# OC NJ for wekies or strippers



## Duane (Sep 15, 2003)

Hi All,

I'm going to be down in OC for a short while this next week and was hoping to get in a little stripper and weakie fishing. Either by Kayak, Surf, or head boat and was hoping someone may have suggestions as to what would be best, and where a good place to try would be.

Thanks,

Duane


----------



## davehunt (Mar 27, 2003)

GOOD LUCK.

Extreme Southern NJ is the northern most part of the area predicted for Hurricane Isabela to make land fall on Thursday/Friday.
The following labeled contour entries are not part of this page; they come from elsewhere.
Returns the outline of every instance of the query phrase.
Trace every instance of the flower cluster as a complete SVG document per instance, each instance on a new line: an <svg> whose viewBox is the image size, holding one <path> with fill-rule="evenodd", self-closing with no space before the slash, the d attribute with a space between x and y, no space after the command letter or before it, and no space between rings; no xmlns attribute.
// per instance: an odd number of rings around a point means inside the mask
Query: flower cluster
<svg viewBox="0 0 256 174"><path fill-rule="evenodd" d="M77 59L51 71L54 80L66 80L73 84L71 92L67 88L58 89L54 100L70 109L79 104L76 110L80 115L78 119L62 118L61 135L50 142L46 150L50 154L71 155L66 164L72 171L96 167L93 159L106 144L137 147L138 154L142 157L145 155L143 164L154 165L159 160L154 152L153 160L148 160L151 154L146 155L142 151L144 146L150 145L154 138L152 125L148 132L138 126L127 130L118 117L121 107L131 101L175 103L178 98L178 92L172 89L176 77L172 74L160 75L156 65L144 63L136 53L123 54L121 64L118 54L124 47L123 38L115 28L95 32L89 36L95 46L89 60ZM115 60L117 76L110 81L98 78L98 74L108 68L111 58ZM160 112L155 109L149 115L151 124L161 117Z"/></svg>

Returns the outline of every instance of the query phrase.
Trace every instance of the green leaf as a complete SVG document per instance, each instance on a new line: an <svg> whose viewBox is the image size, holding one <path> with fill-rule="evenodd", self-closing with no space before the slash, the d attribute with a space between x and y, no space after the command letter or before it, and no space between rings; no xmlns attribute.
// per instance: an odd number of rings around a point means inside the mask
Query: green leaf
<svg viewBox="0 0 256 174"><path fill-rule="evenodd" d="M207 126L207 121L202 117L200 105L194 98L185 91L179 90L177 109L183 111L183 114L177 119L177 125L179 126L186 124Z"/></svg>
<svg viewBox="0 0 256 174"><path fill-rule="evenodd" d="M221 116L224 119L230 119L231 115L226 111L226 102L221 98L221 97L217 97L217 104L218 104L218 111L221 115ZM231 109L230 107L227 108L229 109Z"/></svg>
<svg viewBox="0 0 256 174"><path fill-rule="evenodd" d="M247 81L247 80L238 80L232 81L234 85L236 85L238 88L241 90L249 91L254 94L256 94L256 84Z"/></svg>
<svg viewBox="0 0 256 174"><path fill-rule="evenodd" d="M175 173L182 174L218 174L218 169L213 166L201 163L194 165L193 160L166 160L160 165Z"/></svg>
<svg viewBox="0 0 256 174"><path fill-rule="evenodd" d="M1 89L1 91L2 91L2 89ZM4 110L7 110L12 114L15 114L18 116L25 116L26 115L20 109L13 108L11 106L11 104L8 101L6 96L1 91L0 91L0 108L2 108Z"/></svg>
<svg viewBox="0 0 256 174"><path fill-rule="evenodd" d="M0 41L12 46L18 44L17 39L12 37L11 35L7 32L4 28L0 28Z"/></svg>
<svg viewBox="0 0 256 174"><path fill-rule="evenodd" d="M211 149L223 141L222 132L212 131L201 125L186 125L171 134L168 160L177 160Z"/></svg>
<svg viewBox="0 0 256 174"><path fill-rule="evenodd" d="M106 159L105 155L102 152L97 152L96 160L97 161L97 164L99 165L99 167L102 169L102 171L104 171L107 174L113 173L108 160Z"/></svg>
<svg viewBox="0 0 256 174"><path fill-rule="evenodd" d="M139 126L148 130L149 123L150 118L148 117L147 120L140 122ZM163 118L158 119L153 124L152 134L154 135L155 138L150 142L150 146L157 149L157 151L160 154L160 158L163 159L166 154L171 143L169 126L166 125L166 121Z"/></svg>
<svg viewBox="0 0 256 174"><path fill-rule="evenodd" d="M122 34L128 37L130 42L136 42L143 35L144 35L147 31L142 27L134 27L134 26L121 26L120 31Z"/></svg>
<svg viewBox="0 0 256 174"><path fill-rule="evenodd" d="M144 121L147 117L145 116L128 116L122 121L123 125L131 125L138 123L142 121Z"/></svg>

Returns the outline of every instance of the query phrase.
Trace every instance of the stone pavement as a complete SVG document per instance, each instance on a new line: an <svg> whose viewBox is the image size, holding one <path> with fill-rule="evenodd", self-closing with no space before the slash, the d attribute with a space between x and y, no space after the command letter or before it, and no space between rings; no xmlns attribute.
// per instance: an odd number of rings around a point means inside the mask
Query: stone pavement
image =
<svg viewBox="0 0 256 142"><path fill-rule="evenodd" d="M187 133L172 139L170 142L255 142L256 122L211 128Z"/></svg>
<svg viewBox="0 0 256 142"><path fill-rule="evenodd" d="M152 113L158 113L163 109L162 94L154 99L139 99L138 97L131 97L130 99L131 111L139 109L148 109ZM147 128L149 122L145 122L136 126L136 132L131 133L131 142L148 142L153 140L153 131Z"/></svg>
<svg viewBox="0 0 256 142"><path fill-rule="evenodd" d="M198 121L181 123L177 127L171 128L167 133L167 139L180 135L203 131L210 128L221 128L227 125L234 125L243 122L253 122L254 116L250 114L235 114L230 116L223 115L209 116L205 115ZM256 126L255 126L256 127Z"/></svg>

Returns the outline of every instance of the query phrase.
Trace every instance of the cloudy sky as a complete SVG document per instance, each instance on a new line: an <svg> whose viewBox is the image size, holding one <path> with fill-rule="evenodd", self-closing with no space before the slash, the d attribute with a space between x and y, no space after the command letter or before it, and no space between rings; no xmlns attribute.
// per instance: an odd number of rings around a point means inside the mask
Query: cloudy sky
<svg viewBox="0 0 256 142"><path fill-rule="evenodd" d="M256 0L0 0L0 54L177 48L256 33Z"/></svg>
Even if it comes ashore near the Chesapeake (as predicted) it's a massive storm and it's gonna nock the hell out of Cape May County!!!


----------



## Big Rad (May 19, 2003)

*latest on the hurricane*

A hurricane watch is in effect from Little River Inlet, S.C., to Chincoteague, Va., including the Pamlico and Albemarle sounds, Chesapeake Bay south of North Beach, Md., and the tidal Potomac. A hurricane watch means that hurricane conditions are possible within the watch area, generally within 36 hours.


----------



## Manayunk Jake (Oct 3, 2001)

Greetings Duane!

Try the new pier at the new Longport bridge (see "Hotspots" under "On The Water" on the lefthand side of the screen.) Fish it at night. Try and get fresh bunker for bait. Let us know how you do....


----------